Causes
Conditions
Renal
Parenchymal (chronic glomerulo-/pyelonephritis)
Renal vascular (e.g., renal artery stenosis, aneurysm) and general diseases with renal involvement (e.g., diabetes mellitus, gout, lupus)
Endocrine
Conn syndrome
Cushing syndrome
Pheochromocytoma
Hyperthyroidism
Acromegaly
Cardiovascular
Aortic stenosis
Neurogenic
Increased intracranial pressure
Encephalitis/meningitis
Tumors
Porphyria
Pregnancy associated
Pregnancy-induced hypertension
Preeclampsia, eclampsia
Medications
Corticosteroids
Oral contraceptives
Nonsteroidal anti-inflammatory drugs
MAO inhibitor
Cyclosporin A
Blood diseases
Polycythemia vera
3.2.4 How Are Patients Prepared for Elective Pheochromocytoma Surgery?
Massive catecholamine release due to surgical tumor manipulation can lead to a life- threatening hypertensive crisis and cardiac arrhythmias. Therefore, patients are premedicated with α-blockers and sometimes also with β-blockers [11]. Phenoxybenzamine, a nonselective α-antagonist, treats the catecholamine-induced vasoconstriction, normalizes blood pressure, and improves cardiac output.
Preparation is begun 14 days before the scheduled operation with 10–20 mg phenoxybenzamine PO and increased by 10–20 mg/day until the blood pressure is stabilized. The target pressure is 160/90 mmHg. The patients often complain of orthostatic vertigo. This is a result of hypovolemia, which must be compensated for by drinking fluids until the hemoglobin drops. Sometimes undesired tachycardia occurs as a side effect of phenoxybenzamine, in which case a shorter working selective α1-antagonist such as doxazosin is used, or a β-blocker is added.
Importantly with pheochromocytomas, β-blockade should not be started before the α-blockade has taken effect. Otherwise, removal of the β2 vasodilator effects can lead to severe hypertension with left heart failure. When urgent surgery is required, phenoxybenzamine can be given IV in the ICU under careful monitoring. The sensation of a stuffed nose is a good indication for a functioning α-blockade.

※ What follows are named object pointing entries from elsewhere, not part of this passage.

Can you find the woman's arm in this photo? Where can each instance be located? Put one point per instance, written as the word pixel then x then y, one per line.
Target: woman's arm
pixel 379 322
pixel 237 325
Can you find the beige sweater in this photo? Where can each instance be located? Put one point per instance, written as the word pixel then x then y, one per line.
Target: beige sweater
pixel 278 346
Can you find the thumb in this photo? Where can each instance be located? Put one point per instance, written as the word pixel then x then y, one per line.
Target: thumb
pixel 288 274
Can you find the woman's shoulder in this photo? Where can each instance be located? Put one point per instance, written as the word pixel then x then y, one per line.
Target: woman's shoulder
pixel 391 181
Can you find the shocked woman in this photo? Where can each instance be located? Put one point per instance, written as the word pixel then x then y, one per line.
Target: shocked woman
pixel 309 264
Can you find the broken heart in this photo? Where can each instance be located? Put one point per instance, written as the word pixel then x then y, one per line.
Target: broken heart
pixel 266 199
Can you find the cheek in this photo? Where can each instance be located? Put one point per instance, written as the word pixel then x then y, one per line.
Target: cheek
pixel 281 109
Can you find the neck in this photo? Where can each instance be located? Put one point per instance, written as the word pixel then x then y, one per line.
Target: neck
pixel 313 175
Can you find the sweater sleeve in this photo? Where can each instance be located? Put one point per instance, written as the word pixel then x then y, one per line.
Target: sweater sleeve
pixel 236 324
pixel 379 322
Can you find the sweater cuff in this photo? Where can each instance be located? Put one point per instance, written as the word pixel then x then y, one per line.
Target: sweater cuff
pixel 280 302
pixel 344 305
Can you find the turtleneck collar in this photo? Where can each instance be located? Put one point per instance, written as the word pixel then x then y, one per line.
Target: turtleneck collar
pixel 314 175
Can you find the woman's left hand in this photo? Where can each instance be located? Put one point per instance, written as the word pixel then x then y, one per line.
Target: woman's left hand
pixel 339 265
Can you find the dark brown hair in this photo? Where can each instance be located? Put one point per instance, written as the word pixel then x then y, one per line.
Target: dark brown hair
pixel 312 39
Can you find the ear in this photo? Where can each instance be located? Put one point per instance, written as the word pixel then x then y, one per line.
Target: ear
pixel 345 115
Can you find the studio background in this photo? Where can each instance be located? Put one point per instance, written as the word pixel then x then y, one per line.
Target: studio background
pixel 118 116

Patients need good anxiolytics and should receive benzodiazepines the night before and the morning of the operation, considering the general contraindications, of course.
Note:
Since the operation is usually scheduled electively, unblocked patients should not be in the OR!
3.2.5 Which Medical Errors Do You See in the Presented Case?
3.2.5.1 Epidural Utilization
In Sect. 3.1.3 it is already described that utilization of an epidural after a bloody insertion has to be viewed critically. Whether such utilization is actually malpractice is unclear. Nevertheless, utilization of the epidural with a local anesthetic immediately before removal of a neuroendocrine tumor is medically questionable.
3.2.5.2 CVP Measurement
Continuous CVP measurements were not performed.
3.2.5.3 Blood Pressure Monitoring on the Ward/Preoperative Diagnostics
While checking the chart on the ward, Dr. Constantine couldn’t find a blood pressure measurement for Mr. Anderson. Furthermore, one may assume that the high-quality radiographic images should have localized the tumor at the adrenal gland. However, further investigation into the localization of the tumor was not carried out. The initial diagnosis of an ileus was never questioned.
3.2.5.4 Monitoring of Laboratory Results
There was no intraoperative measurement of lab values. When the PVCs occurred, hematocrit and electrolytes should have been checked.
3.2.6 Which Systems Failures Can Be Found in the Presented Case?
3.2.6.1 Informed Consent from the Patient
Informed consent requires a discussion between the physician and the patient concerning the risks, benefits, and alternatives to treatments. It is an ethical obligation of the practice of medicine and a legal requirement in the U.S. in all 50 states [7]. The patient must have “competence” and “capacity” to provide informed consent. Competence refers to the patient’s legal authority to make decisions. Adult patients, generally patients who are 18 or older, are presumed legally competent unless otherwise determined by a court. Capacity refers to a determination made by medical professionals that a patient has the ability to make a specific decision at a specific time. The informed consent discussion should focus on the indications for the proposed treatment, description of the procedure in terms a layperson can understand, and an explanation of viable alternatives. Disclosure of material risks of the recommended and alternate treatments is required. Material risks are risks that occurred frequently (e.g., backache, spinal headache, or failure after an epidural) as well as those that are rare but may result in serious morbidity or mortality (e.g., nerve injury/paralysis, seizures, coma, death). Some states also require disclosure of all persons anticipated to be involved in the patient’s anesthetic care. Some hospitals and some states require a separate written anesthesia consent form. In other places, a written surgical consent form suffices, with a verbal informed consent discussion about anesthesia risks. Specific risks described in the discussion, such as persistent numbness or paralysis from the epidural, should be charted on the preoperative evaluation or anesthetic record.